聖母マリアの一生は、受諾の一生だったと言えます。み心のままに…と処女懐胎を受諾し、そして今また、み心のままに…と、わが子の不条理な死を受容しなければなりません。
母というものは、いつの日もたくさんの受容を余儀なくされるものかも知れませんが、それにしてもこのピエタの聖母マリアの姿には受容の極致を見る思いがします。
なんて…なんて悲しそうなマリア….。処女懐胎の告知には、それでも神の子の誕生という喜びやときめきがあったけれど、十字架にかけられたわが子をただ抱くしかないマリアには…かける言葉も見つかりません。
「こうなることは最初からわかっていたけれど……ごめんね」
と、イエスの亡骸に語り掛けてでもいるのでしょうか。ある意味、やっと自分の手に戻ったわが子を、幼な子のときと同じ精いっぱいの母の愛情でかき抱くマリアの姿に、同じように子どもを持つ女性たちは皆、深い共感をおぼえるのではないでしょうか。

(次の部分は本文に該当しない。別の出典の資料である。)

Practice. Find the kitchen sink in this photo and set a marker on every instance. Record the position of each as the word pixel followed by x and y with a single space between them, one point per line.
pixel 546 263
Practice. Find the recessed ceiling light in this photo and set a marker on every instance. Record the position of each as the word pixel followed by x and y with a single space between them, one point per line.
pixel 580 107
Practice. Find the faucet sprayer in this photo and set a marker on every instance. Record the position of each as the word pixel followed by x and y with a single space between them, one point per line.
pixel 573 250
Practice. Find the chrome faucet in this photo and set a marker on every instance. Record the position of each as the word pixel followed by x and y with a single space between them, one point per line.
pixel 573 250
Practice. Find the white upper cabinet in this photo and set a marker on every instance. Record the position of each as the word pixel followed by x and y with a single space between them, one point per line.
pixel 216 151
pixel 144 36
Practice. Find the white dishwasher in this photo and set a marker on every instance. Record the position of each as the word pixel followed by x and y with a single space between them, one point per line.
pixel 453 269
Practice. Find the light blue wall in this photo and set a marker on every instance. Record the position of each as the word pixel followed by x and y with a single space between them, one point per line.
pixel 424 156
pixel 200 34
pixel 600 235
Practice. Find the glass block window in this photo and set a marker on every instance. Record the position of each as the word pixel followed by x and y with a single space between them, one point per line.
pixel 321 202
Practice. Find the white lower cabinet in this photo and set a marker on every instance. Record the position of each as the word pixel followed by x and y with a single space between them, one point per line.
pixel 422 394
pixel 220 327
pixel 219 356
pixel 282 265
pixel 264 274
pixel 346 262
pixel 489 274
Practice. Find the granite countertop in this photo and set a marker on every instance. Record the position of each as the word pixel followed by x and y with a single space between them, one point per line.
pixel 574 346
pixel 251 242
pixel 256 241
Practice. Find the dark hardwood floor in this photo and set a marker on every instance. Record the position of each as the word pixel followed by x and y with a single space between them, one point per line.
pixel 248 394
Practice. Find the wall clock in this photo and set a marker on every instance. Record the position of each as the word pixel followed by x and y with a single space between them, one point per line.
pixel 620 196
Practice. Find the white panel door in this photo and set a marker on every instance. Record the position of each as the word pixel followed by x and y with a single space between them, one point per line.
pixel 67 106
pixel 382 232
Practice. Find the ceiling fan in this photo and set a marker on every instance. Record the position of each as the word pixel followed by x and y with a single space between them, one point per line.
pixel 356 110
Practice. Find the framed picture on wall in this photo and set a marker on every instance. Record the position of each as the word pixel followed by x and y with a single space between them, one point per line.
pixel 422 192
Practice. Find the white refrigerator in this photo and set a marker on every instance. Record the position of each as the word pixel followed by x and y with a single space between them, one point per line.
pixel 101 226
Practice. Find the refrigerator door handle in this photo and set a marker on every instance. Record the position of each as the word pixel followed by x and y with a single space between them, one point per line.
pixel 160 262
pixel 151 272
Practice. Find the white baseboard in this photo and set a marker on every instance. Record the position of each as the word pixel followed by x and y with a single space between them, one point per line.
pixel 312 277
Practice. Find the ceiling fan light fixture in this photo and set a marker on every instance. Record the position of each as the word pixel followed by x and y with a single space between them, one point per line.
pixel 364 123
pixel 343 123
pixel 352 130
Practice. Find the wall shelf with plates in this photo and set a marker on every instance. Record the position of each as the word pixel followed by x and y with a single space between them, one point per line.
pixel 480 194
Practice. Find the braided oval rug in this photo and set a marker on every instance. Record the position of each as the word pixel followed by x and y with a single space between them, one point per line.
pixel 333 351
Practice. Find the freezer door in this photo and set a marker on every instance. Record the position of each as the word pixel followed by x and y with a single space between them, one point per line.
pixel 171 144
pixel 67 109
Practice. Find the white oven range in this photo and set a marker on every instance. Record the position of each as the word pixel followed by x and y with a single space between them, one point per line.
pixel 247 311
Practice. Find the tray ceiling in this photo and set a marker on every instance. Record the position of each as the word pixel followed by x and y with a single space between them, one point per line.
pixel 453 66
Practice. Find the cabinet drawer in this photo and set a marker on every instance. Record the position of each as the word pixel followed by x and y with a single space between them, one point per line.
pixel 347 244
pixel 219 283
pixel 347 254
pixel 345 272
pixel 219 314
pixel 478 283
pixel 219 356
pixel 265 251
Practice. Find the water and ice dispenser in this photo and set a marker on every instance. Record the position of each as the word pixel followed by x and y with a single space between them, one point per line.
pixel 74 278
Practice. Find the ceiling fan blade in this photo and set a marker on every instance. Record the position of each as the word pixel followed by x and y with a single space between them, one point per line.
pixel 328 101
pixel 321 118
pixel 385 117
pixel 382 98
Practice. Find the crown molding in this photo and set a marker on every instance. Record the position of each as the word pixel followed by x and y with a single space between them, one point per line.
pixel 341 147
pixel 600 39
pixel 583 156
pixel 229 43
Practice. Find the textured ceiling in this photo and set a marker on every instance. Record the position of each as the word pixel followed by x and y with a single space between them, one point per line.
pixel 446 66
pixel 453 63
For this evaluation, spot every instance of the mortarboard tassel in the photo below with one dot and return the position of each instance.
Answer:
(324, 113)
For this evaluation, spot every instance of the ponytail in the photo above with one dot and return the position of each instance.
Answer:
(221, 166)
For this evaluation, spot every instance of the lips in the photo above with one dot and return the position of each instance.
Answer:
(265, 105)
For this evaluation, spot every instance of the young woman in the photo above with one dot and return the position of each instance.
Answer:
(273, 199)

やはり悲痛な表情でマリアとイエスを支えるのは聖ヨハネ、そして赤い衣を着て合掌しているのは、この絵の寄進者であると言われています。
中央に立てられた十字架の圧倒的な大きさが息苦しいほどに印象的で、くっきりとした輪郭線が、このつらい場面をいっそう鮮明に浮かび上がらせているようです。
ブリュッセル市の御用画家として数多くの祭壇画や肖像画を手掛けたファン・デル・ウェイデンですが、特に悲劇的な情景に卓越した手腕を見せたことで知られています。